Open ShoRit opened 4 years ago
Hi ShoRit,
Can you provide some examples? This is going to be an issue with MetaMap, not with the wrapper. But, if you share an example, I can look into it.
Metamap positions are not 0-indexed, that must be why it appears off
Metamap positions are not 0-indexed, that must be why it appears off
@ShoRit @yuliaoh My understanding is that its 0-indexed. MMI output documentation quotes
Positional Information – Bar separated list of positional information doubles showing StartPos, colon (:), and Length of each trigger identified in the Trigger Information field. StartPos begins at position zero (0) of the input text.
Here's the output using MetaMap 2020 release version:
echo "heart attack" | ./public_mm/bin/metamap -N -Q 4 -y --sldi
outputs
USER|MMI|5.18|Myocardial Infarction|C0027051|[dsyn]|["HEART ATTACK"-tx-1-"heart attack"-noun-0]|TX|0/12|
Another example:
echo "John had a huge heart attack" | ./public_mm/bin/metamap -N -Q 4 -y --sldi
outputs
USER|MMI|3.75|Myocardial Infarction|C0027051|[dsyn]|["HEART ATTACK"-tx-1-"heart attack"-noun-0]|TX|16/12|
As you can see, its 0-indexed. I have passed the same input arguments as used by pymetamap.
Its the way pymetamap passes input text which is the reason it appears to be 1-indexed. Taking the example mentioned in pymetamap Readme:
In [3]: sents = ['Heart Attack', 'John had a huge heart attack']
In [4]: concepts,error = mm.extract_concepts(sents,[1,2])
In [5]: for concept in concepts:
...: print(concept)
...:
ConceptMMI(index='1', mm='MMI', score='5.18', preferred_name='Myocardial Infarction', cui='C0027051', semtypes='[dsyn]', trigger='["HEART ATTACK"-tx-1-"Heart Attack"-noun-0]', location='TX', pos_info='1/12', tree_codes='')
ConceptMMI(index='2', mm='MMI', score='3.75', preferred_name='Myocardial Infarction', cui='C0027051', semtypes='[dsyn]', trigger='["HEART ATTACK"-tx-1-"heart attack"-noun-0]', location='TX', pos_info='17/12', tree_codes='')
Looking into the code why it appears to become 1-indexed in pymetamap's output:
https://github.com/AnthonyMRios/pymetamap/blob/master/pymetamap/SubprocessBackend.py#L174
if input_text is None:
input_text = '{0!r}|{1!r}\n'.format(identifier, sentence).encode('utf8')
else:
input_text += '{0!r}|{1!r}\n'.format(identifier, sentence).encode('utf8')
Have a look at the difference between the two strings:
In [12]: '{0!r}'.format('Heart Attack')
Out[12]: "'Heart Attack'"
In [13]: '{0}'.format('Heart Attack')
Out[13]: 'Heart Attack'
This has been nicely explained by mgilson in https://stackoverflow.com/a/38418132/282155 using example as well as the python documentation.
Nice catch @kaushikacharya.

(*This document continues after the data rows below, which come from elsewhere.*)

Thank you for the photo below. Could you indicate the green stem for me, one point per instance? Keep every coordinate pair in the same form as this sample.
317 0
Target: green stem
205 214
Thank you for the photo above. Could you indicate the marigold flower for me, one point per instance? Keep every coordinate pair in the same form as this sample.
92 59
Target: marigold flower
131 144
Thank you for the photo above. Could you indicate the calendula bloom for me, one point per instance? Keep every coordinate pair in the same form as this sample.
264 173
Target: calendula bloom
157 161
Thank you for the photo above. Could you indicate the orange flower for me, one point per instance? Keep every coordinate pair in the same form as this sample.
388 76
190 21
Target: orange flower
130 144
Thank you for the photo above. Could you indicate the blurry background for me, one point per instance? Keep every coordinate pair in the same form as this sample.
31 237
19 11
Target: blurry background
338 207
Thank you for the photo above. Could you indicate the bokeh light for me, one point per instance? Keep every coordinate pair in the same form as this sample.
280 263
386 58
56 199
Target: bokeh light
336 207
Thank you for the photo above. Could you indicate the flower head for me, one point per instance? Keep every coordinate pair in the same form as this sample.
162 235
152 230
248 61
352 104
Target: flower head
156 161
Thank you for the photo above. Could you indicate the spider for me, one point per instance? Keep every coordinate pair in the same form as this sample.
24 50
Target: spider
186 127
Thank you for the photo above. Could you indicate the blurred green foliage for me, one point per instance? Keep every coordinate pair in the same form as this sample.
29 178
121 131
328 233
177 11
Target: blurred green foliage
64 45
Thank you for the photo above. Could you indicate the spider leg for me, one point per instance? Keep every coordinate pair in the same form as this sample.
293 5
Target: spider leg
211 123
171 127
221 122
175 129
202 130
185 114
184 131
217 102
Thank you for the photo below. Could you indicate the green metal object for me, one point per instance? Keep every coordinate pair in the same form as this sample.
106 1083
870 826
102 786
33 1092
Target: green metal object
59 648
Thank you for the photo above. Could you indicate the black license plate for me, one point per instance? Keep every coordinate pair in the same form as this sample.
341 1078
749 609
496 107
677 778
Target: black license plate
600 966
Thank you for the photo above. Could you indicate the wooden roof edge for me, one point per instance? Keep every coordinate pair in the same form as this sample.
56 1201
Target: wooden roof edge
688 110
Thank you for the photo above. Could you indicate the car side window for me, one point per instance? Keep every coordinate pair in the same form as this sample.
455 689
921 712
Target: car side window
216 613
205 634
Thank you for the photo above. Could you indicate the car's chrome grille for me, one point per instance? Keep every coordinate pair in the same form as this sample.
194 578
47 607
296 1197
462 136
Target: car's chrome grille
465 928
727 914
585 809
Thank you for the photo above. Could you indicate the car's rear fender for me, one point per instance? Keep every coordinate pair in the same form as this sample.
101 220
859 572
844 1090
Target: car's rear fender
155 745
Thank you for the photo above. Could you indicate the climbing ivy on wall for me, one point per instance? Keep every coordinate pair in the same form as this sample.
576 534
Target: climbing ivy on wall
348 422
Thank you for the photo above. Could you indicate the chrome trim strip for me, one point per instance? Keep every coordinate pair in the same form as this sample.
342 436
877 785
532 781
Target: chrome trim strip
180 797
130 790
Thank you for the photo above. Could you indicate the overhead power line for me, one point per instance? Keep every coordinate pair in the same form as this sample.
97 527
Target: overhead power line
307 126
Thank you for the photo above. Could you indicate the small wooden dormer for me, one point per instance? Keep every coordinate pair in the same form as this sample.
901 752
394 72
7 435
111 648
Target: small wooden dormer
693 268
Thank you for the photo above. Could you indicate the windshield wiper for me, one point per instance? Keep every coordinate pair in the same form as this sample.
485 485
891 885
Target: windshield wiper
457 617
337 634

I will look into creating a fix for this, it seems reasonably easy.
Hi Anthony,
Firstly, thank you for the wonderful implementation of metamap.
However, I was running into some issues while extracting the keywords using pymetamap.
For example, in the sentence itself "John had a huge heart-attack", could you please direct me to how to extract the exact position of the keyword identified by pymetamap. It shows position = 17:12, but in several cases, I see the exact character position is off by 1-2 characters.
Could you provide some insight into this?